There are generally two types of people when it comes to working on mobility, people who perform mobility work and those that don't.
Seems pretty obvious right?
There is a slight problem with this however. I'm speaking in generalities here, but most people that do mobility work tend to overdo it. I'm not saying that all people who work on their mobility overdo it, but rather I am saying that a large percentage do spend a little too much time. There comes a point where you are just wasting your time.
If you spend your first 30 minutes at the gym doing the same foam rolling and mobility routine that you do everytime you come in, you are probably wasting your time.
Do you what you came to the gym to do in the first place. Lift some weights, do some cardio, but stop spending so much time foam rolling, stretching, and "warming up."
If you lack mobility in an area and it is inhibiting you from performing certain exercises safely and effectively, then yes you have a clear mobility issue that needs to be addressed.
For example, if you cannot perform and overhead press without hyperxtending your lower back, then you may need to work on your lat mobility. If you have trouble getting deep in a squat, you may need to work on your hip flexion or ankle dorsiflexion mobility.
In these cases, there is a problem at hand that needs to be addressed. There is a purpose for why mobility work needs to be performed.

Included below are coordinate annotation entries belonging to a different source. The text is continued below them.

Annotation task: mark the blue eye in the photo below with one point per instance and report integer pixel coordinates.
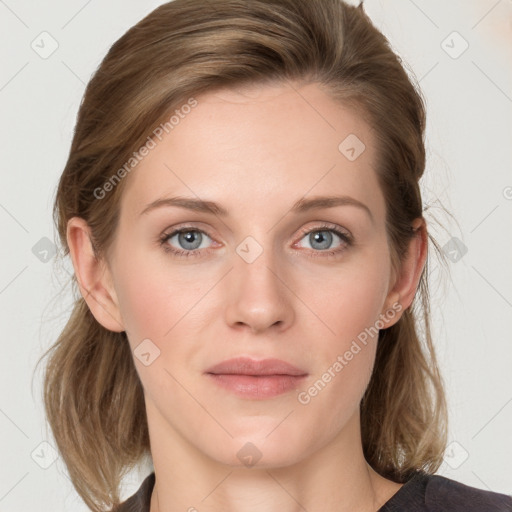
(191, 239)
(187, 237)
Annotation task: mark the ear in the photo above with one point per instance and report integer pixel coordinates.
(93, 276)
(403, 290)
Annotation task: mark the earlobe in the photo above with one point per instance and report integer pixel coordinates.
(93, 276)
(406, 283)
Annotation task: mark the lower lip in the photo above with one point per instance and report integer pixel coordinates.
(259, 387)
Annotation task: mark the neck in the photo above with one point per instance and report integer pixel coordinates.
(335, 478)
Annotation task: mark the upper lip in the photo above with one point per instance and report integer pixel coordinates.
(248, 366)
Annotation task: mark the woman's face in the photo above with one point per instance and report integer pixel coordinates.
(268, 278)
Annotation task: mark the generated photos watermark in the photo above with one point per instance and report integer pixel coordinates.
(144, 150)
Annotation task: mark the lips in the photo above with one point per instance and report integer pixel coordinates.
(247, 366)
(256, 380)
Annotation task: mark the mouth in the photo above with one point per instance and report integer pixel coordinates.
(251, 379)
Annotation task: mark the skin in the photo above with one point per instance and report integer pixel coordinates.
(201, 310)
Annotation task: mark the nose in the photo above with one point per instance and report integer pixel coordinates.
(259, 296)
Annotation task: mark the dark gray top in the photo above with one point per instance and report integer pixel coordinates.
(421, 493)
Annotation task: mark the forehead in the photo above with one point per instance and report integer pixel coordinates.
(259, 147)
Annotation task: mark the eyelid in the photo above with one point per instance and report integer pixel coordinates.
(345, 236)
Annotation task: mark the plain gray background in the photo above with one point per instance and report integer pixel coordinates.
(469, 136)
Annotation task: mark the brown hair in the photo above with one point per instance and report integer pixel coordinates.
(92, 393)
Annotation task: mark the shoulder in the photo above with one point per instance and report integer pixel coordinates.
(445, 494)
(424, 492)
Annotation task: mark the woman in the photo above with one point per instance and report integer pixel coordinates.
(241, 204)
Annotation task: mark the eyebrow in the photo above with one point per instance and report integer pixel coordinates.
(301, 206)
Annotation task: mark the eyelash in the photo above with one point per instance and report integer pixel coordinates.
(345, 237)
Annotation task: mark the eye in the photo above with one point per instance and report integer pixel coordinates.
(189, 240)
(321, 239)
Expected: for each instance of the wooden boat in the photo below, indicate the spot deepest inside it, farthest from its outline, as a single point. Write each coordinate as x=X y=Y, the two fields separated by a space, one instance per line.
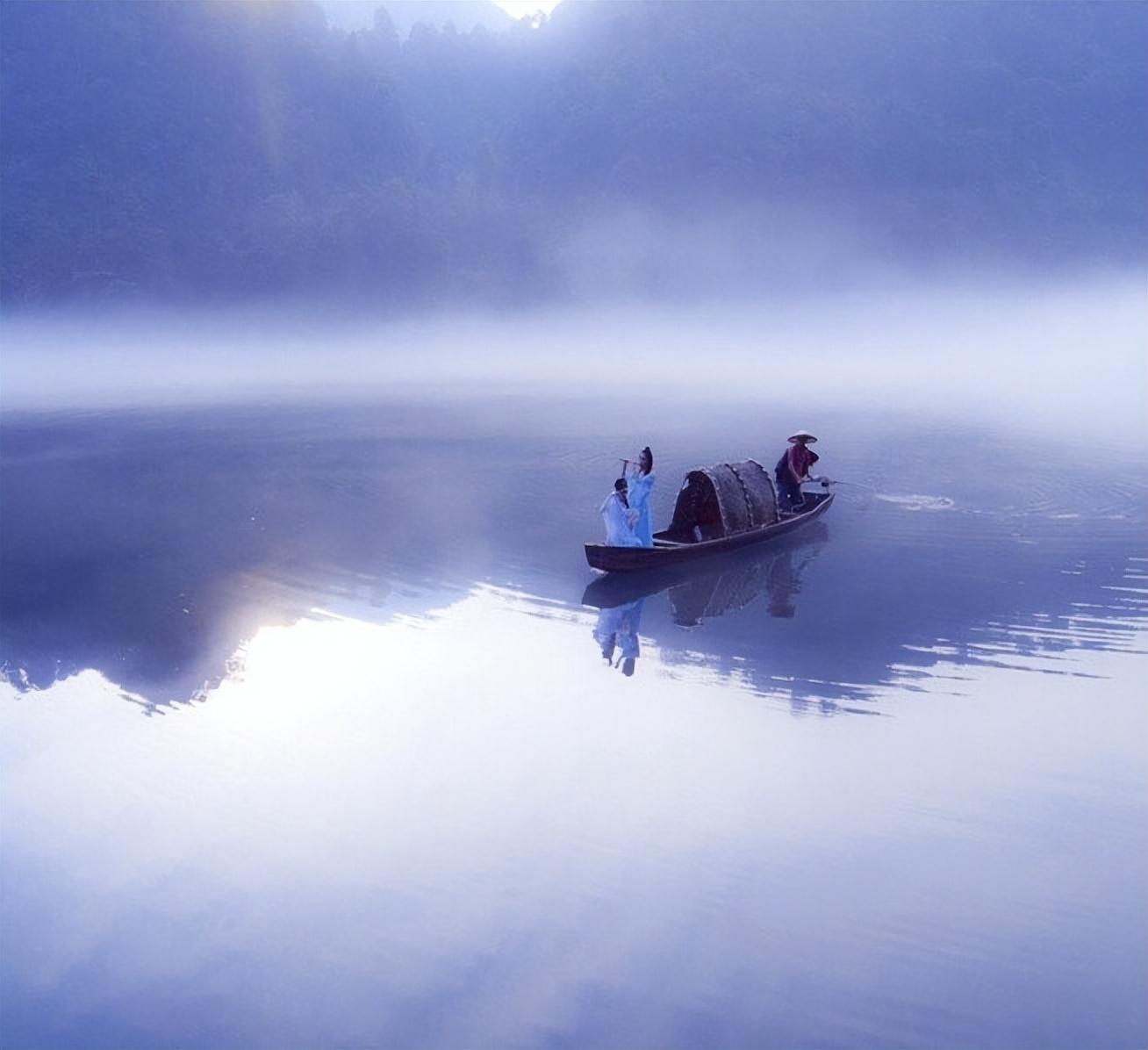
x=719 y=509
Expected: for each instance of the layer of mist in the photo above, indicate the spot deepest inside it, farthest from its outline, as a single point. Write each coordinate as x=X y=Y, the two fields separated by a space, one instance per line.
x=1063 y=357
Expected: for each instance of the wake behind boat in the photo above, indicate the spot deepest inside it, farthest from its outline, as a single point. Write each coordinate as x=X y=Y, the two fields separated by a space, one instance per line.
x=719 y=509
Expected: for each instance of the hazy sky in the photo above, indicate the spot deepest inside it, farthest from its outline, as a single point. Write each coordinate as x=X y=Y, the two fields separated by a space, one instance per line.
x=517 y=8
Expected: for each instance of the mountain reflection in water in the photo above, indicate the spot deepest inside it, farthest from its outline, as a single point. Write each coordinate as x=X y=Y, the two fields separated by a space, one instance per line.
x=398 y=799
x=151 y=547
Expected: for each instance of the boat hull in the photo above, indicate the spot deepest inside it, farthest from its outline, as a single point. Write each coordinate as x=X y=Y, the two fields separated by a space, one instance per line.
x=638 y=558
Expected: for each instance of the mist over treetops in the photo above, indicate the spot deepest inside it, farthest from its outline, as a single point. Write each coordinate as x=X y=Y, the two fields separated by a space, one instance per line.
x=212 y=152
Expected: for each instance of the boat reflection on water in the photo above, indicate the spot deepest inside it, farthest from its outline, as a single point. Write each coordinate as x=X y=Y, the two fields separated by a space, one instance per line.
x=778 y=576
x=698 y=593
x=721 y=585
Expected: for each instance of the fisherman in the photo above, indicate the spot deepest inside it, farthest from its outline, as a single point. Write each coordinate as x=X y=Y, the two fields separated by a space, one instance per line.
x=619 y=517
x=793 y=468
x=638 y=496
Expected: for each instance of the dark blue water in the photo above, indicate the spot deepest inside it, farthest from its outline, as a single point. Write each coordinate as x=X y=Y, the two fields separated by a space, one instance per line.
x=308 y=737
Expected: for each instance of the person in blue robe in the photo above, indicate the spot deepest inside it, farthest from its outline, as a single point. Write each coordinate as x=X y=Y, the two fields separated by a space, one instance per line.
x=641 y=483
x=619 y=517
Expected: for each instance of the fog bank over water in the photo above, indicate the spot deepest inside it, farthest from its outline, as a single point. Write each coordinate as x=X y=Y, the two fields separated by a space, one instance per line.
x=1070 y=353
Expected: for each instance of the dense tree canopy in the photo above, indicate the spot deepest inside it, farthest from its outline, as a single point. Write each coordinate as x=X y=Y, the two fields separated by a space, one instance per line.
x=222 y=149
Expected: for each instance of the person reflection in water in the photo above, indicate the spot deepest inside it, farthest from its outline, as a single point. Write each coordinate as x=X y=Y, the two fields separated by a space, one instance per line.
x=619 y=517
x=617 y=631
x=641 y=483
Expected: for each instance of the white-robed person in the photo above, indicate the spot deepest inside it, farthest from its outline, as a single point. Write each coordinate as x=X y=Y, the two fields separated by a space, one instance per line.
x=638 y=496
x=619 y=518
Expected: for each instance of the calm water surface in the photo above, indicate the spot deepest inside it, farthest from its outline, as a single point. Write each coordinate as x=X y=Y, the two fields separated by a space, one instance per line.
x=308 y=737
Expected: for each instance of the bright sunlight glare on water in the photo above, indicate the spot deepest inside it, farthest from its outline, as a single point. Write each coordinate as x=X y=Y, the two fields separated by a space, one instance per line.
x=310 y=734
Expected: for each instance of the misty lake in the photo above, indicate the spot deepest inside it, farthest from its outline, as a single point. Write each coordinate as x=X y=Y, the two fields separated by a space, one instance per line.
x=308 y=737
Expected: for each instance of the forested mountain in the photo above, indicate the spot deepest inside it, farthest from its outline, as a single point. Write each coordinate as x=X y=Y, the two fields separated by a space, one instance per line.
x=212 y=151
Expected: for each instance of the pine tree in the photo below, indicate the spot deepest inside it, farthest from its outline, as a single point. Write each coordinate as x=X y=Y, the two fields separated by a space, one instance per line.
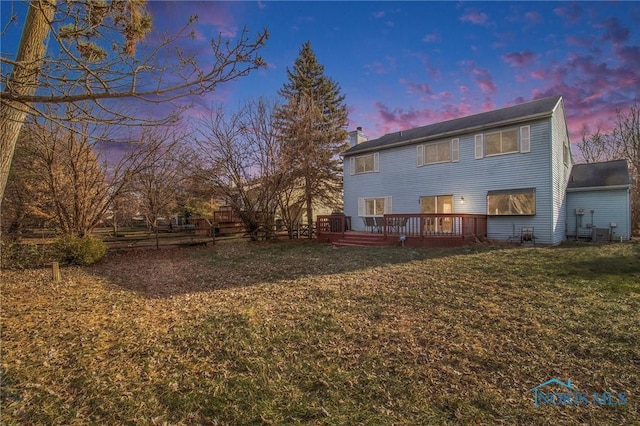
x=312 y=125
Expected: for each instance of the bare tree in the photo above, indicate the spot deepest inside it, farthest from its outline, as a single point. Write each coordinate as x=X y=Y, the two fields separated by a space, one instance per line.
x=62 y=58
x=157 y=185
x=71 y=182
x=241 y=161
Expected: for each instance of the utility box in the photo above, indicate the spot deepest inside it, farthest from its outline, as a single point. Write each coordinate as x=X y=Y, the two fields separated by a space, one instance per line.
x=600 y=235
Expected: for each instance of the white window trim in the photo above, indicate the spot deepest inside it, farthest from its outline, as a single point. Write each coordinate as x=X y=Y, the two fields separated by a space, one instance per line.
x=388 y=208
x=502 y=153
x=524 y=142
x=525 y=139
x=479 y=145
x=454 y=149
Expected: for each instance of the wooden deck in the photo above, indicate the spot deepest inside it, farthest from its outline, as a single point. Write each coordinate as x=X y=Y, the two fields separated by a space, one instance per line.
x=411 y=230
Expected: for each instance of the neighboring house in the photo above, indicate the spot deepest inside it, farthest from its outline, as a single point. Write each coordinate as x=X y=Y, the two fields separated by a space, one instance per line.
x=512 y=164
x=598 y=201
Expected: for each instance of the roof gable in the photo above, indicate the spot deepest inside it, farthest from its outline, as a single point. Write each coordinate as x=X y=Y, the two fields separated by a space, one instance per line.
x=592 y=175
x=538 y=108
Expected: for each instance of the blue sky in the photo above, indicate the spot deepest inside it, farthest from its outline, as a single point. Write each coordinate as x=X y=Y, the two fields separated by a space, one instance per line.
x=408 y=64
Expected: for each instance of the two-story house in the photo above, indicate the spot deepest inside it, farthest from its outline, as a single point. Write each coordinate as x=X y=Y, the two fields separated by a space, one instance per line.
x=511 y=165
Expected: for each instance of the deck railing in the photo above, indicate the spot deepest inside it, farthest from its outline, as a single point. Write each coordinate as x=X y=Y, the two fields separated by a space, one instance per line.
x=411 y=225
x=434 y=225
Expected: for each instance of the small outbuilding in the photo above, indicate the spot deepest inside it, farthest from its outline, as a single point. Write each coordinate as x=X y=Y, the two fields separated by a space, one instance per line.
x=599 y=201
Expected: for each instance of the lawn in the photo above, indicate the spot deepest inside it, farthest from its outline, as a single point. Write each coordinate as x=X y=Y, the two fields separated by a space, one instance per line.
x=302 y=333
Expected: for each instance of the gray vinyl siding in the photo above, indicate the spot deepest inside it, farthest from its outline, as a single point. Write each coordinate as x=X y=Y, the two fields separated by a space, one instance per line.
x=400 y=178
x=559 y=174
x=609 y=205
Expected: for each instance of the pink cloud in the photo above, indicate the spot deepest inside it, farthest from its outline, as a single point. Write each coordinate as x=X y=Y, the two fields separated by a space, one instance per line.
x=391 y=120
x=571 y=14
x=423 y=88
x=519 y=59
x=483 y=79
x=473 y=16
x=614 y=31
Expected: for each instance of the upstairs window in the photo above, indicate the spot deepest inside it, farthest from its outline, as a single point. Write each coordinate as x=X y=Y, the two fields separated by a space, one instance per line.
x=364 y=164
x=374 y=206
x=503 y=142
x=439 y=152
x=512 y=202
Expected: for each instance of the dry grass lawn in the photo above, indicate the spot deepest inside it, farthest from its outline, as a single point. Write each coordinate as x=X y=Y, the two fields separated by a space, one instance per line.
x=301 y=333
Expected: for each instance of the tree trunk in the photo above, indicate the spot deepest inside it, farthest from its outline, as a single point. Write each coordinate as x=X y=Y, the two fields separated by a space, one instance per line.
x=23 y=80
x=309 y=197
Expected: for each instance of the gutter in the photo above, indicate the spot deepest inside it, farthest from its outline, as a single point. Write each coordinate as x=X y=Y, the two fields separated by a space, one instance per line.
x=598 y=188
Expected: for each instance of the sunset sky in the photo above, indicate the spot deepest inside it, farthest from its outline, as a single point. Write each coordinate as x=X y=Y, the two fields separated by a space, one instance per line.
x=407 y=64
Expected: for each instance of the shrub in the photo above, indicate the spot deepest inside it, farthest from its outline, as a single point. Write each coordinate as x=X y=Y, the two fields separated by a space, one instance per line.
x=75 y=250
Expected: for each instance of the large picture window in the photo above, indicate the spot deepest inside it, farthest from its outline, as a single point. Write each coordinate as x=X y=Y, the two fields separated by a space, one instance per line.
x=512 y=202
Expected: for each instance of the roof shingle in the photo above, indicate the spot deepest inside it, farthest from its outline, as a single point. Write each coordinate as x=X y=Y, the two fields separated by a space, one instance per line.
x=540 y=107
x=593 y=175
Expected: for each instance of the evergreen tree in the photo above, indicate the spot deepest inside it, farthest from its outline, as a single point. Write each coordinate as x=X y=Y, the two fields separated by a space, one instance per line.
x=311 y=125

There has to be a point as to why you are performing certain mobility work. Don't just do it because other people are doing it. You have different needs then they do. Don't just do it because you have been doing it for months. You have probably helped fix the issue already and are now just wasting your time.
Unless you have a severe issue, your movement restriction can most likely be resolved in the matter of weeks to a couple months, if you are consistent and diligent with the process.
After that, it does not take much to keep it.
Taking your body through range of motions or exercises that utilizes that new found mobility a couple times a week will keep that mobility locked in.
So, the take home point of this post is this.
Work on areas specific to you that you know you have that limit you from performing day to day activities or specific exercises. Work hard on those areas for a few weeks to a couple months (depending on severity) until you have the range of motion you need. After that, dial it down. It's all about maintanance. You no longer need to spend multiple days a week or bulk amounts of time working on your mobility to keep it. A small amount of foam rolling followed by a few full-range of motion movements or drills is all that is needed to preserve your new found mobility.